Konservative Oppositionspartei Nea Dimokratia könnten möglicherweise alleine regieren

Bei der Europawahl Ende Mai wurde Syriza mit 23,7 Prozent abgestraft. Als Konsequenz ließ Tsipras die Parlamentswahlen um drei Monate vorziehen. Sollte die konservative Oppositionspartei Nea Dimokratia die regierenden Linken wie erwartet überflügeln, winkt ihr die alleinige Regierungsmehrheit, weil das griechische Wahlgesetz der stärksten Partei einen 50-Sitze-Bonus im 300-Sitze-Parlament zuspricht.

ND-Chef Mitsotakis würde dann voraussichtlich in die Fußstapfen seines Vaters treten, dem früheren Regierungschef Konstantinos Mitsotakis.
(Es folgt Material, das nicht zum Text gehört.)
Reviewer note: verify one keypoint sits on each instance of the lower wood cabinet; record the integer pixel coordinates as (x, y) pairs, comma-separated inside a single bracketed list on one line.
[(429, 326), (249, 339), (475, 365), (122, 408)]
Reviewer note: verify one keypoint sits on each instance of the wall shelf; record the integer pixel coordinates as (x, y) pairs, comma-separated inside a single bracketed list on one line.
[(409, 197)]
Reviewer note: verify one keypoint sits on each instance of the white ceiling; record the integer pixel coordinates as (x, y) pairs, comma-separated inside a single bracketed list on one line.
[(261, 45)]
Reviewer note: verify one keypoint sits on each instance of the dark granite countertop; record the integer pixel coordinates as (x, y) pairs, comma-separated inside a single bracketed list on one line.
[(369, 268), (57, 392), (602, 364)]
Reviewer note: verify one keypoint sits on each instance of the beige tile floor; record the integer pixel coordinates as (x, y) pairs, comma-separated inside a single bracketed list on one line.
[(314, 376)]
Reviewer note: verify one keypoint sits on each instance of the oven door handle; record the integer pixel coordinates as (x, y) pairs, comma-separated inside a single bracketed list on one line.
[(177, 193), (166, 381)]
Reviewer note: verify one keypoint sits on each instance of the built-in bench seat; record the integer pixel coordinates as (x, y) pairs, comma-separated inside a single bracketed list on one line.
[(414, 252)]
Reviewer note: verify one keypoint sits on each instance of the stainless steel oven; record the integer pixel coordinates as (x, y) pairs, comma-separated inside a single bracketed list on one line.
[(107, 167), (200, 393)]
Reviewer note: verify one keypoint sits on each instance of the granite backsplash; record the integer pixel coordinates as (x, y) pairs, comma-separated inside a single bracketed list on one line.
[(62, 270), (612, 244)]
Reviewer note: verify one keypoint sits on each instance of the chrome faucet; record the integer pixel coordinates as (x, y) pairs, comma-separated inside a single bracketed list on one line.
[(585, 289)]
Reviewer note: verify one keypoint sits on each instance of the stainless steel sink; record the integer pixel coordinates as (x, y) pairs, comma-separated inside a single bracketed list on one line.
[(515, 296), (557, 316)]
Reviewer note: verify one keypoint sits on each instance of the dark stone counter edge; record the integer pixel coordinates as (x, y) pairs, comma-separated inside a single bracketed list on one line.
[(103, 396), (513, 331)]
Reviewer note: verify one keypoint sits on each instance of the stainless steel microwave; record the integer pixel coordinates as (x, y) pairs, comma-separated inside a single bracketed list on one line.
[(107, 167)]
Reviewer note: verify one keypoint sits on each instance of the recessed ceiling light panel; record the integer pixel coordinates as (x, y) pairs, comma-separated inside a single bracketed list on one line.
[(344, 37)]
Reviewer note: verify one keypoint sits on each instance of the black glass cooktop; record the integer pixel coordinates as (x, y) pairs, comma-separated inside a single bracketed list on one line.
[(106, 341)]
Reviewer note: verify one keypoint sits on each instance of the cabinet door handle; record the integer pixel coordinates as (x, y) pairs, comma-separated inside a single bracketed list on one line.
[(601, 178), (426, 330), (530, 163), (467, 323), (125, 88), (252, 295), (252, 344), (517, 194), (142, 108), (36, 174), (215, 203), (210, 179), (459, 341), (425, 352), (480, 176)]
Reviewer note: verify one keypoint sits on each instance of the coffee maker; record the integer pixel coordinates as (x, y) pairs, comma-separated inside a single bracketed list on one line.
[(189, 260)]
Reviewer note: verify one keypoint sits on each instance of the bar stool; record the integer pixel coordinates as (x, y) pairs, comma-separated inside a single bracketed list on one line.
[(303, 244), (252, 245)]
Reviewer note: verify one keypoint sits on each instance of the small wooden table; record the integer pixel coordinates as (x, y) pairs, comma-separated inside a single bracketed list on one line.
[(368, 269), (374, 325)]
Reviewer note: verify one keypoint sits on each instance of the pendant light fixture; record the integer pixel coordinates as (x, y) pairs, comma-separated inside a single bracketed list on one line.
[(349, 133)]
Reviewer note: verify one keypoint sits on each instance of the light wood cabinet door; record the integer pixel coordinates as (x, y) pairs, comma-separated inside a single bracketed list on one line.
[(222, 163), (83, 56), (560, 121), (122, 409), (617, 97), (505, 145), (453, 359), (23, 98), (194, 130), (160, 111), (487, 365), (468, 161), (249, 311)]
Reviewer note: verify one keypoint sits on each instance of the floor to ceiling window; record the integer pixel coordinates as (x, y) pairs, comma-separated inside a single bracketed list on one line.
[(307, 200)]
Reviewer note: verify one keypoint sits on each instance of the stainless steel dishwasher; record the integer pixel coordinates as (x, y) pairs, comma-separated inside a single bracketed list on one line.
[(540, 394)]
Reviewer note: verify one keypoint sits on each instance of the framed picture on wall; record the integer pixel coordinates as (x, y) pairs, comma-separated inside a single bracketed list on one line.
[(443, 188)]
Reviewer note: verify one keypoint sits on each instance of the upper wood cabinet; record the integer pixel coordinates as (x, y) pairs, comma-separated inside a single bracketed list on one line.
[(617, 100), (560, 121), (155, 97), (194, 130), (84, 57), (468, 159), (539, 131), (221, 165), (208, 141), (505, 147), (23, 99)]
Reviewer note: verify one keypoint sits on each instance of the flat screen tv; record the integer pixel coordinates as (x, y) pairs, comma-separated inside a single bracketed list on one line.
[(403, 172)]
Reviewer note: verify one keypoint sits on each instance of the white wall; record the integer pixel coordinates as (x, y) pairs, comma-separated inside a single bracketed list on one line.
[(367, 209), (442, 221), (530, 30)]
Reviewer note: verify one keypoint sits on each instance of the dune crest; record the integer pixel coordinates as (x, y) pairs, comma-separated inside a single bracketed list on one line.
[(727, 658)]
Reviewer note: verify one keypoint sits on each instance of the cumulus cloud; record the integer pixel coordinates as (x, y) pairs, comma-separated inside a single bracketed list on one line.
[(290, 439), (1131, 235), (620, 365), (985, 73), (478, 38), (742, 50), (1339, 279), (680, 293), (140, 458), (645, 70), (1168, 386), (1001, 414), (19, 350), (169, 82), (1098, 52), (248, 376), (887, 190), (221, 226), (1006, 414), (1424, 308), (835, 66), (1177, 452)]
Politik liegt in der Familie: Kyriakos Mitsotakis war nach seinem Harvard-Studium und seiner Zeit als Berater bei McKinsey in London bereits kurze Zeit Minister für Strukturreformen. Seine Schwester war Außenministerin und Bürgermeisterin von Athen. Nun regiert sein Neffe die Hauptstadt. 

Mitsotakis verspricht jedoch, mit dem in Griechenland beinahe traditionellen Nepotismus zu brechen und keine Ämter an Verwandte zu vergeben. In den vergangenen Jahren war es ihm gelungen, die ND zu modernisieren und viele Kandidaten unter 40 Jahren zu präsentieren. Wähler lockt er vor allem mit dem Versprechen eines wirtschaftlichen Aufschwungs.

Aber nicht nur Tsipras droht eine Niederlage: Auch die rechtsextreme Goldene Morgenröte hat nach einer Dekade beständiger Wahlerfolge bei Europa- und Kommunalwahlen im Frühjahr deutliche Verluste eingefahren. Viele Stimmen verlor sie an die neue nationalistische und pro-russische Partei Griechische Lösung.

Nach EU- und Kommunalwahlen ist die Wahl zum Parlament der dritte Urnengang binnen weniger Monate. Deshalb und auch, weil viele Griechen zum Höhepunkt der Touristensaison anderes zu tun haben, wird mit einer niedrigen Beteiligung gerechnet.